Is using 4000 indicator variables in Cox PH a valid approach?

  • Yes, there is no difference in running 2 indicators versus 4000

    Votes: 0 0.0%
  • Yes, but with some wariness

    Votes: 0 0.0%
  • Maybe/maybe Not

    Votes: 0 0.0%
  • Not Valid, but try it anyway

    Votes: 0 0.0%

  • Total voters
THE SITUATION: I am preparing a 420,008 observation Cox Proportional Hazards Regression model with 4001 indicator variables. The 4001st indicator is my baseline. I am using STATA to accomplish this task, but STATA/IC's maximum number of indicators it can generate is set at 2000. Further, the largest matrix it can generate is [n,800]. So, to do this analysis, I created a .do file that runs the Cox Regression (stcox) on 6 batches of 666 indicators each.

1. Since I am comparing the individuals in the first 4000 records to the baseline (the4001st), I am not concerned with my coefficients. However, does running the Cox model in 6 different batches affect the p-values of the individual indicator coefficients? That is, would my p-values retain their level significance if run as a single file rather than as 6 batches? Likewise, would the coefficients retain their p-values if run in 4000 batches?

2. Is there a better way/software that can accomplish this task without batching the process?

3. This is an unconvential use of Cox Regression. Does anyone have an opinion regarding the validity of the process or interpretation of the output?


New Member
I'm not an expert, but one of the assumptions of a Cox model is that each tested variable independently contributes to a change in the dependent variable.
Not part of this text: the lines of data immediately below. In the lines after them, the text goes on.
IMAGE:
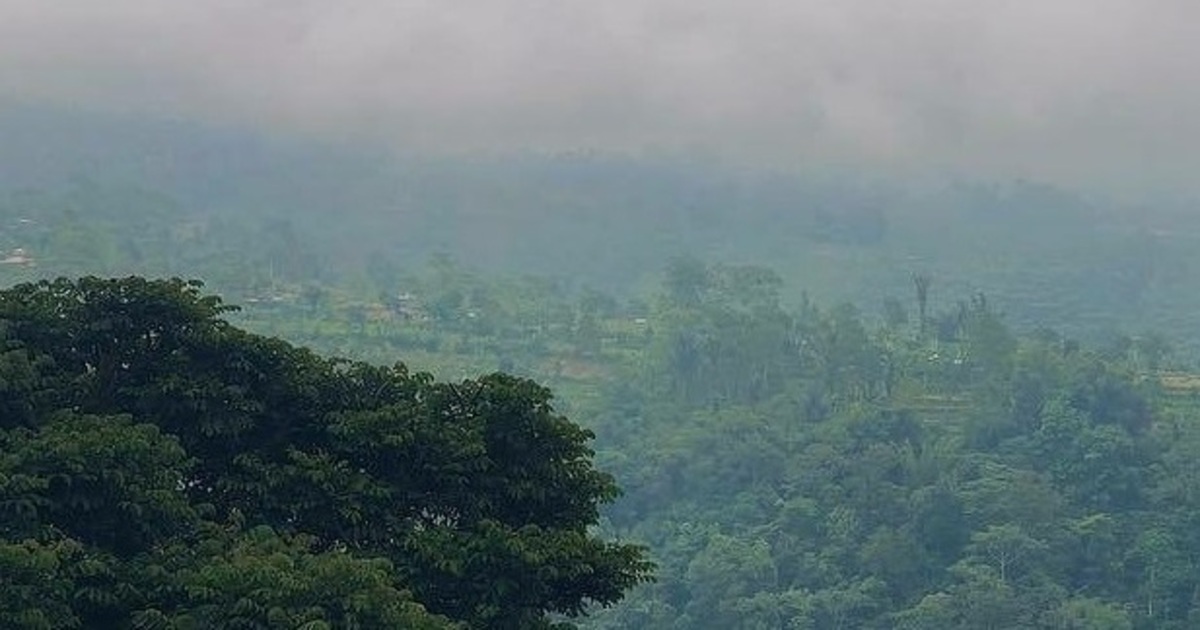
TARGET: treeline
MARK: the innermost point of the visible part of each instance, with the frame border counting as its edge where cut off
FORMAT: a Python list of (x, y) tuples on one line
[(161, 468), (802, 468)]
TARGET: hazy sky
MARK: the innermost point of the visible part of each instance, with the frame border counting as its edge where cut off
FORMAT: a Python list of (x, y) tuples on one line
[(1080, 90)]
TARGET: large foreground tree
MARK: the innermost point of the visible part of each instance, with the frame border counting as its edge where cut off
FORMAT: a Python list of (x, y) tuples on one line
[(161, 468)]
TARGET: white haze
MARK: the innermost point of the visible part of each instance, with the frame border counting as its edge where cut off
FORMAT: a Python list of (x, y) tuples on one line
[(1092, 93)]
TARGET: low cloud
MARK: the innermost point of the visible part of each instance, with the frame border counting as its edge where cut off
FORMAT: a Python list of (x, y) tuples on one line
[(1073, 90)]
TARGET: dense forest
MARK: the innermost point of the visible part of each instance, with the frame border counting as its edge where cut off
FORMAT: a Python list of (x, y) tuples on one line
[(809, 425)]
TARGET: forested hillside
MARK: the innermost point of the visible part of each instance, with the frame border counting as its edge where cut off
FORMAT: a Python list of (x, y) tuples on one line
[(163, 469), (966, 407), (253, 213)]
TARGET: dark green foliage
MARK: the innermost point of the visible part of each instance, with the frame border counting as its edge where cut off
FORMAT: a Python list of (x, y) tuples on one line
[(162, 468)]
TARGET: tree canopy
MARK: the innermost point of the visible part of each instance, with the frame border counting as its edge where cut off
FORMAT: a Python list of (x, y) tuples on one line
[(162, 468)]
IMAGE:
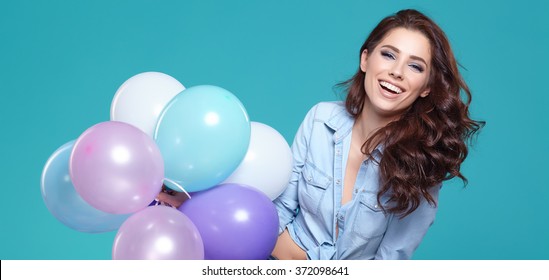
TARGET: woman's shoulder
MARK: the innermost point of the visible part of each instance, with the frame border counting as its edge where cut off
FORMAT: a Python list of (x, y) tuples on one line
[(325, 110)]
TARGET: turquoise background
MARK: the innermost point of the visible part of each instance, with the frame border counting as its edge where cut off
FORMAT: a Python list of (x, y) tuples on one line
[(62, 61)]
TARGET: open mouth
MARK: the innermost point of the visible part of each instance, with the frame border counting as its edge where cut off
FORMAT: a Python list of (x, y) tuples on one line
[(390, 87)]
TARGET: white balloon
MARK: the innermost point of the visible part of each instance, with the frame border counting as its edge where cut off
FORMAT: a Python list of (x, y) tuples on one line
[(140, 99), (267, 165)]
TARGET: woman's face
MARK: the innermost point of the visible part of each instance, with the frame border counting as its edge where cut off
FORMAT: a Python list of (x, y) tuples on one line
[(397, 72)]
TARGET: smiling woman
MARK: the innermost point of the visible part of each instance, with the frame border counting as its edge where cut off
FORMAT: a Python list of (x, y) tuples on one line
[(367, 172)]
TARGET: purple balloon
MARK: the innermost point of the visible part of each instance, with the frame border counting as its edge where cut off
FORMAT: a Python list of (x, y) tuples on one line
[(236, 222), (158, 233), (116, 167)]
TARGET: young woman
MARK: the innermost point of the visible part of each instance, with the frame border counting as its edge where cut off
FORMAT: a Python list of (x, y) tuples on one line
[(367, 172)]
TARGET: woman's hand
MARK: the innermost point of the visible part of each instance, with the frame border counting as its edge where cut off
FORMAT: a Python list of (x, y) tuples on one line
[(173, 198)]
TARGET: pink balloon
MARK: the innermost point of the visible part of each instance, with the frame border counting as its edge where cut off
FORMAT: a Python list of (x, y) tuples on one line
[(116, 167), (158, 233)]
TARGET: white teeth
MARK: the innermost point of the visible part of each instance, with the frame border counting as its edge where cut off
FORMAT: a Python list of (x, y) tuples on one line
[(391, 87)]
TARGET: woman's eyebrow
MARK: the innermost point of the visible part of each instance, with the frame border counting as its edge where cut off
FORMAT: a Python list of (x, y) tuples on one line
[(395, 49)]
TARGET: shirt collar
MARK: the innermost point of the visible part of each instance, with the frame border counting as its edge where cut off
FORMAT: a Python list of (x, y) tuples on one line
[(341, 123)]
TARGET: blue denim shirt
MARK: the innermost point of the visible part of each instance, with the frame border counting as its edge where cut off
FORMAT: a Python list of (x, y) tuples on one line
[(311, 209)]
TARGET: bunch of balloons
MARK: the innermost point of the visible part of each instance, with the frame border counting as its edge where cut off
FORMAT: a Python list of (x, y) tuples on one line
[(197, 140)]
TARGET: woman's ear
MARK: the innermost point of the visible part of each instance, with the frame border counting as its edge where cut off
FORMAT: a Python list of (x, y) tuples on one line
[(363, 60)]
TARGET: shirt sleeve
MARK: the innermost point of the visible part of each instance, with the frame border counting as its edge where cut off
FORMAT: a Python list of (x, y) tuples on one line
[(287, 204), (403, 236)]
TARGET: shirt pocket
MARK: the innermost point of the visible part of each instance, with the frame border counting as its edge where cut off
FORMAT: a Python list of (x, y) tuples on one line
[(316, 183), (370, 221)]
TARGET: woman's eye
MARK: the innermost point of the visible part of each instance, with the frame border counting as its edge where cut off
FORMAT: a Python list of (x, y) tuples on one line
[(388, 54), (416, 68)]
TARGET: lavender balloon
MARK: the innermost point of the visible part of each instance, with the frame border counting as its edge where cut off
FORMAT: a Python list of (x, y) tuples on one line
[(116, 167), (236, 222), (158, 233)]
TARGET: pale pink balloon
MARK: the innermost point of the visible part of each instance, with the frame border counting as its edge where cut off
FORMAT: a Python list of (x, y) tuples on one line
[(116, 167), (158, 233)]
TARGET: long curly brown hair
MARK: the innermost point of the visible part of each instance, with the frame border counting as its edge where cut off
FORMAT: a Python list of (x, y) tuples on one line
[(428, 143)]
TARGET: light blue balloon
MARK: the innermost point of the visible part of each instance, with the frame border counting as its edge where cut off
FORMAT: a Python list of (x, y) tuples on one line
[(65, 203), (203, 135)]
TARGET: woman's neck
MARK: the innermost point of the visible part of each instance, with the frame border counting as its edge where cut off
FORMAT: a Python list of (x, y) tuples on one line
[(368, 122)]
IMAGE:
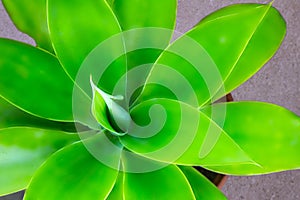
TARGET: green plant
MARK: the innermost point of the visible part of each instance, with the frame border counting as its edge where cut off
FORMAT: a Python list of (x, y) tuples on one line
[(137, 132)]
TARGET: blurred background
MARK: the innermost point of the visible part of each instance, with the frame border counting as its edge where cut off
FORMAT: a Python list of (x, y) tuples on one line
[(278, 82)]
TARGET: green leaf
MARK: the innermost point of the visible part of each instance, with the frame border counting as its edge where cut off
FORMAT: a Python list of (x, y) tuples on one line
[(117, 192), (269, 134), (153, 13), (202, 187), (148, 30), (76, 32), (218, 55), (23, 150), (34, 81), (75, 174), (174, 132), (105, 109), (11, 116), (30, 17), (165, 183)]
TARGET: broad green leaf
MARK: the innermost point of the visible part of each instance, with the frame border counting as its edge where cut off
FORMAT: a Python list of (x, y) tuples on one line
[(269, 134), (202, 187), (30, 17), (144, 44), (165, 183), (239, 40), (75, 174), (153, 13), (23, 150), (76, 32), (34, 81), (11, 116), (174, 132)]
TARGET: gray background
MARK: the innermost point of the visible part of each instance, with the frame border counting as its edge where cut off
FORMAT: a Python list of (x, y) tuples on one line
[(278, 82)]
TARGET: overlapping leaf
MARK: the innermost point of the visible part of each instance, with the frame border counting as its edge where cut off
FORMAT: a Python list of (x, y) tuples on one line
[(76, 32), (34, 81), (35, 25), (148, 30), (135, 183), (175, 132), (269, 134), (74, 167), (219, 54), (23, 150), (202, 187)]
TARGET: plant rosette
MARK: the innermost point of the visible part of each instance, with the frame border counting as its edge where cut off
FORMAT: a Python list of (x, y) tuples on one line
[(108, 106)]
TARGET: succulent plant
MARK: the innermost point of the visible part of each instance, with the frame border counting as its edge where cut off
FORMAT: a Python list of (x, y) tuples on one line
[(108, 106)]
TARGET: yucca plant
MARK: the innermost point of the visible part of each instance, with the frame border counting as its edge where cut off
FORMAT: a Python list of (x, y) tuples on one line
[(106, 107)]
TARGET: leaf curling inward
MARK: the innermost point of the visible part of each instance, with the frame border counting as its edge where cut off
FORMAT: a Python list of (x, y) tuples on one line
[(106, 110)]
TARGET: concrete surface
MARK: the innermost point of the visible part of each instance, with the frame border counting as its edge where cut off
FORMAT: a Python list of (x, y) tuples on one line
[(278, 82)]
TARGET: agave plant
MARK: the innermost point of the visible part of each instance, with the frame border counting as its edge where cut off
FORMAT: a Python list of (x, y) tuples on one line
[(106, 107)]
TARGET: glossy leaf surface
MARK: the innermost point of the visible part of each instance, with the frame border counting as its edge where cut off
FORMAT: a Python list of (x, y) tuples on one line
[(107, 111), (269, 134), (154, 184), (23, 150), (202, 187), (143, 52), (35, 25), (74, 167), (172, 131), (36, 82), (237, 51), (76, 32)]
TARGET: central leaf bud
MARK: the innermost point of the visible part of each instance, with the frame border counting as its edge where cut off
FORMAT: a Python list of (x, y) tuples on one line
[(108, 111)]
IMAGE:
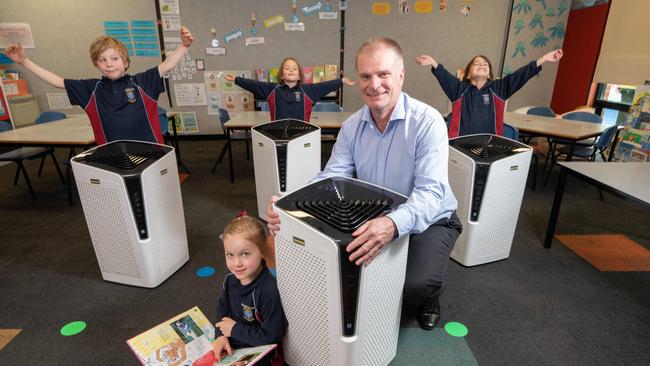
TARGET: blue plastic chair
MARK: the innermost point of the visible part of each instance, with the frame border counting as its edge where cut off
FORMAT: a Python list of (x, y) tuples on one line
[(510, 132), (541, 111), (49, 116), (164, 122), (326, 107), (587, 152), (27, 153), (572, 116)]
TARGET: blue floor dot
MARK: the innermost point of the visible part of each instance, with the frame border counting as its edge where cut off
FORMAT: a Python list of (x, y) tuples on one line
[(205, 271)]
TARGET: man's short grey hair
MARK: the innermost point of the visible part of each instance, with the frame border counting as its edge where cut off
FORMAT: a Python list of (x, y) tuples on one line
[(376, 43)]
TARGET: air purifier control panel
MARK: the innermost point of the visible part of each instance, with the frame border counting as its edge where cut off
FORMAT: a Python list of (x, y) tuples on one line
[(281, 150), (350, 275), (480, 179), (134, 190)]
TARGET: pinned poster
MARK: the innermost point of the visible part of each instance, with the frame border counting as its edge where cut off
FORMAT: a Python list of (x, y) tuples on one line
[(274, 20), (308, 10), (212, 81), (253, 41), (190, 94), (380, 8), (16, 33), (169, 7), (215, 51), (171, 22), (403, 7), (190, 124), (294, 27), (237, 33), (214, 103)]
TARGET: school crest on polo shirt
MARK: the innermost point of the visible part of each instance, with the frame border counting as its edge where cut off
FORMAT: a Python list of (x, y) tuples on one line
[(130, 94), (249, 314)]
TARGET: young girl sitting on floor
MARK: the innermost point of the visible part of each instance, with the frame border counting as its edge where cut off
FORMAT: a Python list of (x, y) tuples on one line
[(250, 312)]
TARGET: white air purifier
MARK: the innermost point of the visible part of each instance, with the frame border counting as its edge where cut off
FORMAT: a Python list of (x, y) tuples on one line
[(487, 174), (131, 198), (286, 155), (338, 313)]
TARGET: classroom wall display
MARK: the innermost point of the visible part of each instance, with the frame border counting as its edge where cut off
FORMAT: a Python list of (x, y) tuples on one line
[(449, 36), (536, 27), (439, 30), (634, 140), (53, 23), (318, 44)]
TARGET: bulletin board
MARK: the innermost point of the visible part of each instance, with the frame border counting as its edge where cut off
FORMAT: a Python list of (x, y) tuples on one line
[(63, 31), (452, 35)]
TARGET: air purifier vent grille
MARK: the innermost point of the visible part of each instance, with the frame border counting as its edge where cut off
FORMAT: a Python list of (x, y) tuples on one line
[(297, 262), (117, 158), (285, 129), (345, 215), (109, 229)]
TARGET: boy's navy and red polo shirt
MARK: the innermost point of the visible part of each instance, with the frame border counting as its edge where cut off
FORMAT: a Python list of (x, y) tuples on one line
[(122, 109), (481, 110), (286, 102)]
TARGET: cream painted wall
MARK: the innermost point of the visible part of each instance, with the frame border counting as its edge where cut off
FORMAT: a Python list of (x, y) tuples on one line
[(625, 50)]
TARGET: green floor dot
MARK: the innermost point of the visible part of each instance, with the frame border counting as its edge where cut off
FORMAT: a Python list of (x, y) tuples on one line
[(456, 329), (73, 328)]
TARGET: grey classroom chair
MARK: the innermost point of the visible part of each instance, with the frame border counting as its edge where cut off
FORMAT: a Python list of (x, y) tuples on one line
[(27, 153), (224, 117)]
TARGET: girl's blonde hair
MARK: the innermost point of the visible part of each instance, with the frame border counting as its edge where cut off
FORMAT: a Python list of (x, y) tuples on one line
[(250, 229), (469, 66), (281, 72), (102, 43)]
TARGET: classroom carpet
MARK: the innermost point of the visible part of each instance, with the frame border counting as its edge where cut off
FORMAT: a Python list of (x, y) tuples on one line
[(609, 252), (6, 335)]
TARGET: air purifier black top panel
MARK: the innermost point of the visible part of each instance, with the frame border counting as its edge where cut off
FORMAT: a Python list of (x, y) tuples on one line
[(285, 129), (126, 157), (338, 206), (487, 148)]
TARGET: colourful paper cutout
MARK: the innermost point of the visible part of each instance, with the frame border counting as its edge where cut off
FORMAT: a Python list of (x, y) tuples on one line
[(423, 7), (274, 20), (380, 8)]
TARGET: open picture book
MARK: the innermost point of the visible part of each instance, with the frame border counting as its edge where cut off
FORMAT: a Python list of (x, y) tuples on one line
[(186, 339)]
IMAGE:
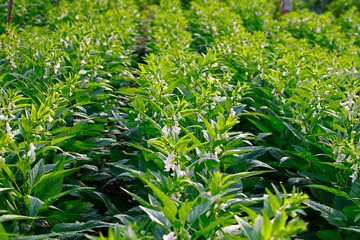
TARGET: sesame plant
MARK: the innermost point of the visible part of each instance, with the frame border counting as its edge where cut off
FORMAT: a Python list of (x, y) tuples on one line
[(169, 119)]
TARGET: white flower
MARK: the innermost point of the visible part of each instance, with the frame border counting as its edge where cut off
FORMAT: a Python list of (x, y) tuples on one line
[(168, 164), (170, 236), (8, 130), (56, 68), (340, 157), (354, 176), (214, 156), (166, 131)]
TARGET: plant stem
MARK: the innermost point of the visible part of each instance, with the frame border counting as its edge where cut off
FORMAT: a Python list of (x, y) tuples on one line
[(8, 20)]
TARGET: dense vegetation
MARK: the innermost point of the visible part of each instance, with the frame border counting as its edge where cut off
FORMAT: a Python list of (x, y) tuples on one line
[(169, 119)]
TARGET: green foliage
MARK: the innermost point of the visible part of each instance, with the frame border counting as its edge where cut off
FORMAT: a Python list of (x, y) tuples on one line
[(173, 119)]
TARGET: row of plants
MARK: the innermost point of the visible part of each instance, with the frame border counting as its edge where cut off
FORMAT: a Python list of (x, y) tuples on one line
[(239, 124), (59, 116)]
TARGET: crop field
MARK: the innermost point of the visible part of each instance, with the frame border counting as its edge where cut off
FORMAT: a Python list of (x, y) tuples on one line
[(179, 119)]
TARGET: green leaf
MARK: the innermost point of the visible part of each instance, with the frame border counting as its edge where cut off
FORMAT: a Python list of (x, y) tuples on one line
[(331, 190), (198, 211), (36, 173), (9, 217), (246, 227), (78, 226), (329, 235), (34, 205), (157, 216)]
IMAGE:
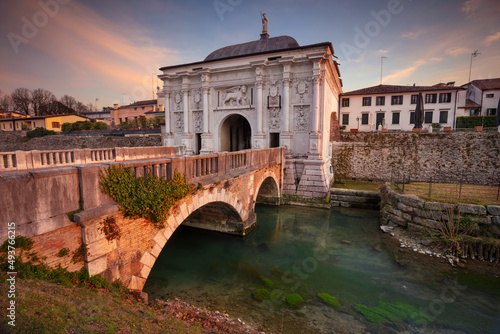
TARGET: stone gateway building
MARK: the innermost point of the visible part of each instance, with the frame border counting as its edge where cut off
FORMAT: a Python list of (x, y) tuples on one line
[(267, 93)]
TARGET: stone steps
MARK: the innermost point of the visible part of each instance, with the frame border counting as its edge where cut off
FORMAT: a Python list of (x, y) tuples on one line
[(361, 199)]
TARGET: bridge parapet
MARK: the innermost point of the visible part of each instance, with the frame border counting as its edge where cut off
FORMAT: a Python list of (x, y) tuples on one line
[(28, 160)]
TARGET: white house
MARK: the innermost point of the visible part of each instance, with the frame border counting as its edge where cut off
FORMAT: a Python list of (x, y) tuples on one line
[(479, 98), (393, 107), (266, 93)]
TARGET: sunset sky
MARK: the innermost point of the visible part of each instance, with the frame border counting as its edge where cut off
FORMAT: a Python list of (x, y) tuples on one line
[(112, 50)]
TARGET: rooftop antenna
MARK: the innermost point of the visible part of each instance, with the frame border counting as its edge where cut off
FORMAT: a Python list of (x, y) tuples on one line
[(381, 66), (472, 55)]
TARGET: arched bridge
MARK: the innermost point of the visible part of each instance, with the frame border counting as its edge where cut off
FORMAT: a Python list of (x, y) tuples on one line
[(232, 183)]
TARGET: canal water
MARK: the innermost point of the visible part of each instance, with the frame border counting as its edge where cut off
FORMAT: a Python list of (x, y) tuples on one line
[(308, 251)]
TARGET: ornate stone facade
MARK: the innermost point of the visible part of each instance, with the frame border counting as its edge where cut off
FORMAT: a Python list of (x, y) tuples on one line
[(257, 95)]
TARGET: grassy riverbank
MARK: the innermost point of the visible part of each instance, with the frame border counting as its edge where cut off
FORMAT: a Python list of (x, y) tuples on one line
[(72, 303)]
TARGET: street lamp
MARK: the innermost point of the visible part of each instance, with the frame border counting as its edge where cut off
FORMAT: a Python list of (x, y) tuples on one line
[(472, 55)]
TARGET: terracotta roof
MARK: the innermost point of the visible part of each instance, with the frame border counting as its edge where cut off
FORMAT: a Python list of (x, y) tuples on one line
[(388, 89), (488, 83), (471, 104), (140, 103)]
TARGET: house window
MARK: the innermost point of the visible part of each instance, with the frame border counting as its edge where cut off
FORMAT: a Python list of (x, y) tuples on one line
[(364, 119), (444, 97), (345, 119), (443, 116), (430, 98), (395, 118), (397, 99), (428, 117)]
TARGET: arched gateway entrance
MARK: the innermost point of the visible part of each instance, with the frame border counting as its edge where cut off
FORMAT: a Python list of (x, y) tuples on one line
[(235, 134)]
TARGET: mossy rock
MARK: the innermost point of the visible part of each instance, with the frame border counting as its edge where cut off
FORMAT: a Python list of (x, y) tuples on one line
[(330, 300), (268, 283), (294, 300), (261, 294), (392, 313)]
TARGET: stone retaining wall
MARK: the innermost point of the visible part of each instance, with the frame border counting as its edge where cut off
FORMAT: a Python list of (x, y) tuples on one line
[(348, 198), (412, 213), (372, 155)]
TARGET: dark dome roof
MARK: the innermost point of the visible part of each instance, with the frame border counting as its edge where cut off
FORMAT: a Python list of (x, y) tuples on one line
[(264, 44)]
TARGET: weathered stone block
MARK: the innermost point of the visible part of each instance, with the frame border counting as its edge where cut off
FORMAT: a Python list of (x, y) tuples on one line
[(97, 265), (472, 209), (147, 259), (493, 210)]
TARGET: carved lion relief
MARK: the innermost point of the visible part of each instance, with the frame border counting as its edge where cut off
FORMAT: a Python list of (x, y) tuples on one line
[(235, 96), (302, 118), (179, 122)]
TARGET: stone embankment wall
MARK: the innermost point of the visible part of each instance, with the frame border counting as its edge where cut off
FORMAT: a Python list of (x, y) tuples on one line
[(348, 198), (372, 155), (10, 142), (416, 215)]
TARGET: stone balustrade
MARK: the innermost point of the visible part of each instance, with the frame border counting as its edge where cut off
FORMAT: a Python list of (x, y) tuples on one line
[(28, 160)]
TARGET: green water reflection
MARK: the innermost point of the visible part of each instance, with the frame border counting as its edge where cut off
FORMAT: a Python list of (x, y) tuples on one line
[(310, 251)]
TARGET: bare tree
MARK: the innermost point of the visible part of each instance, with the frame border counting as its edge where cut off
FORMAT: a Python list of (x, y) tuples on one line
[(21, 100), (39, 98), (68, 101)]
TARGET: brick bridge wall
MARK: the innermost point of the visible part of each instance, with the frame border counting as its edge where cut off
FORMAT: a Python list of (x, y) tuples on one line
[(230, 180)]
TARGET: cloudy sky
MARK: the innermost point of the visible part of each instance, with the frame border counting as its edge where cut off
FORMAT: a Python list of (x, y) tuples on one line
[(111, 50)]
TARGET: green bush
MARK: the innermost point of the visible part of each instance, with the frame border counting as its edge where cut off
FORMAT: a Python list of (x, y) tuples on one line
[(294, 300), (330, 300), (469, 122), (39, 132), (144, 197)]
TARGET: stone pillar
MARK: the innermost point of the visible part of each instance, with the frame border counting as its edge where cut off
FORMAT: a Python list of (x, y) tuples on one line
[(168, 136), (315, 135), (206, 137)]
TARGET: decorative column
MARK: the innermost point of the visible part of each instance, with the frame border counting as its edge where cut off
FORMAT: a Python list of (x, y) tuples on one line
[(315, 135), (206, 137), (187, 136)]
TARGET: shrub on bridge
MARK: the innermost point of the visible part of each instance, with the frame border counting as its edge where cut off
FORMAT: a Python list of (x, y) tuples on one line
[(144, 197)]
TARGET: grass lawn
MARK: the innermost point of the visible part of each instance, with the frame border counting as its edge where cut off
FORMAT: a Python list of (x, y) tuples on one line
[(453, 193)]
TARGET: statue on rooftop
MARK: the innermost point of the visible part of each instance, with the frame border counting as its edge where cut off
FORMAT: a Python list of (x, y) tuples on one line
[(264, 23)]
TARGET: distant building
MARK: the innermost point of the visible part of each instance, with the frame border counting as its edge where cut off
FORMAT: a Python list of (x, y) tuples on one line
[(30, 123), (266, 93), (393, 107), (135, 110), (10, 114), (479, 98)]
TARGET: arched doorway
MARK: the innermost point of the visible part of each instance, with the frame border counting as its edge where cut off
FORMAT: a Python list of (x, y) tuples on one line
[(235, 134)]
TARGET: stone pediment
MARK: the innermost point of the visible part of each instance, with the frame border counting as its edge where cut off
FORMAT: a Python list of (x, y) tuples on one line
[(233, 108)]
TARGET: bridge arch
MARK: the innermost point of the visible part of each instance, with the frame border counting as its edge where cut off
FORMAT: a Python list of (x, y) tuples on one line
[(267, 190), (209, 198)]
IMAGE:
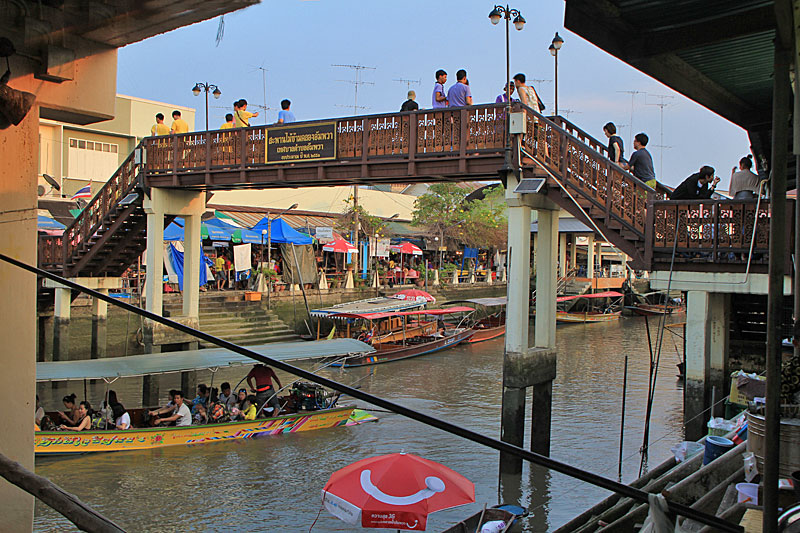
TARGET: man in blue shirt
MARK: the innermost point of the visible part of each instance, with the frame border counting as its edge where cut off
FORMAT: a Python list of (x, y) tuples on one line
[(641, 162), (284, 115), (439, 96), (459, 94)]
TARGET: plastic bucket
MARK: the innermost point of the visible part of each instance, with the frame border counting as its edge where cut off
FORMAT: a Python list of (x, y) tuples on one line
[(748, 492), (716, 446)]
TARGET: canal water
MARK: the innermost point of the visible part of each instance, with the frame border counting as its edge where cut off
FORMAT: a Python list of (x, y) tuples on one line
[(273, 484)]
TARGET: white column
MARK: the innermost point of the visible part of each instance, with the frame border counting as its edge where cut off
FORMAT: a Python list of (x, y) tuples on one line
[(519, 285), (192, 244), (153, 288), (546, 279)]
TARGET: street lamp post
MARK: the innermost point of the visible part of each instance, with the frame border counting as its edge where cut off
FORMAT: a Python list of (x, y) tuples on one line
[(269, 248), (555, 46), (205, 87), (497, 13)]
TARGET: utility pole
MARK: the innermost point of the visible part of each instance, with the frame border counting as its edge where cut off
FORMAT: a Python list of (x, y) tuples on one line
[(661, 104), (633, 101), (357, 82)]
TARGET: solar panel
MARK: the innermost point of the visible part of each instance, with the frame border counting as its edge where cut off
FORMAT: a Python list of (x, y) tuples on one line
[(530, 186)]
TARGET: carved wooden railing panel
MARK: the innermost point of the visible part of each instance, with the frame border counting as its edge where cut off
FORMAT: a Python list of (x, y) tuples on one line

So one question is if your model is theoretically sound or if should be seen as way do dredge your data for significant results.
Naturally, with so many tested variables, you will risk coming up with lots of false positive results.
What significance level do you plan to use?
Good point about that Cox assumption. I am new to it myself, but had come to a similar conclusion about the original approach.

Now, I am conceptualizing the indicators as criteria for stratifying the population and then running each of the 4000 population stratifications as 4000 individual experiments. In this sense, each of the stratifications, when run against the baseline, is treated as an independent evaluation. I am running the 4000 as a batch. It takes forever to run, but some of the output I have seen so far shows approximately 1 in 10 with p-values less that 0.1.